After Jani, I started working as an excavator driver at the Auguste Victoria colliery in Marl. In the meantime I have moved from Marl to Haltern-Lipp-Ramsdorf with my family and it was only 5 minutes by car to my new job. The early shift was from 6:00 a.m. to 2:00 p.m. in the afternoon. And then the lunch shift from 2:00 p.m. to 10:00 p.m. Ideal times for family and hobbies. I was trained on the Liebherr 922 and did my job with it for a year.

One day, while I was having breakfast, the Revell company knocked on my door, or to be more precise, I received a call from the then board member H.U. Remfert. He asked me if I could imagine working at Revell as a product developer. After a short period of reflection and in consultation with my wife, I called him back and said yes. More on this on the Revell page.

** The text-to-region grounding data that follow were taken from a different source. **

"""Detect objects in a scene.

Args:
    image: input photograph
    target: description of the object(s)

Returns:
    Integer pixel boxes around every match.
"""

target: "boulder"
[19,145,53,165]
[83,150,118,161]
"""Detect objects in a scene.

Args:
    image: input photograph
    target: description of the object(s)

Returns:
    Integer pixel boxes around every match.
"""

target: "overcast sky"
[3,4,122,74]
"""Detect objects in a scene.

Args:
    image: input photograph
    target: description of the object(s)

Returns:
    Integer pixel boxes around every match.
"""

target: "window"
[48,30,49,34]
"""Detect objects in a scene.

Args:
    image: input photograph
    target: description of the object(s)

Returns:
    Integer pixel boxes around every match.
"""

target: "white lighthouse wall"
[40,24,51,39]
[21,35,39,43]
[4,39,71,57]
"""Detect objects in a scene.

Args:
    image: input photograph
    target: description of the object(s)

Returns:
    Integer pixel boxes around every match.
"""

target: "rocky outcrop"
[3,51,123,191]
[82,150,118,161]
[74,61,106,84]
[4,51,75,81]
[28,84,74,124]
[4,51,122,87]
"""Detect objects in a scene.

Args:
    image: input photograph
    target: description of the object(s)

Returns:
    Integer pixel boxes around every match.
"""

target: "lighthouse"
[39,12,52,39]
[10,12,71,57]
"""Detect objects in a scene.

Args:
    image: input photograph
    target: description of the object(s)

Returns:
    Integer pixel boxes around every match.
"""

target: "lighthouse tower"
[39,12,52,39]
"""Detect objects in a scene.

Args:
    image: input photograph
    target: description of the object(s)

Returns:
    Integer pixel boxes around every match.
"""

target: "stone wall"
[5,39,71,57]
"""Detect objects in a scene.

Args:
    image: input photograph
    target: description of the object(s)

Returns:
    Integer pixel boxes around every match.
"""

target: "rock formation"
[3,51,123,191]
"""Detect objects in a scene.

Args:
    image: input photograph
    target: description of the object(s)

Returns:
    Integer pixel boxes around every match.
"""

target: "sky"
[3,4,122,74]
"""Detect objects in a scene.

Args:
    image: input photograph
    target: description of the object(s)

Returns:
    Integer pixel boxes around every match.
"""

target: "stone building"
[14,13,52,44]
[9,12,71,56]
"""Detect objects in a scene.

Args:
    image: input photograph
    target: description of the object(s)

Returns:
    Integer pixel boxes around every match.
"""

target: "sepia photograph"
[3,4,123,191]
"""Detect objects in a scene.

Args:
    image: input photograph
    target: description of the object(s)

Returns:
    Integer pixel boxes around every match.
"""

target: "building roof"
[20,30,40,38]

At this point I’ll jump back to 2003, because that year I sat in the cab of a truck again. Revell and my self-employment were history, from now on kilometers were rolled down again. After a year of unemployment, I had to fill in for a company for a driver who had to give up his driver’s license for four weeks because of drinking and driving. Luckily for me, after that time he didn’t want to drive a truck anymore, so I kept this job.

I was able to drive this Actros 1841 MP2 with a Schmitz trailer for the Vogelsang company in Löhne for 13 years. It was a megaspace with a single cab, i.e. there was no normal passenger seat in the cabin, but a comfortable armchair in the right corner. I transported glass and mirrors to customers in the furniture industry in East Westphalia. I was a solo driver with pleasant working hours in a great working atmosphere. I took care of the maintenance, care and TÜV and in possession of a forklift license, the daily loading of the semitrailer was also my job. In autumn 2018 it was over and I retired. But I still help out from time to time. In spring 2021 I was also able to pick up a new-generation Actros 1845 with automatic transmission from a Mercedes dealership in Recklinghausen. An Actros at its finest.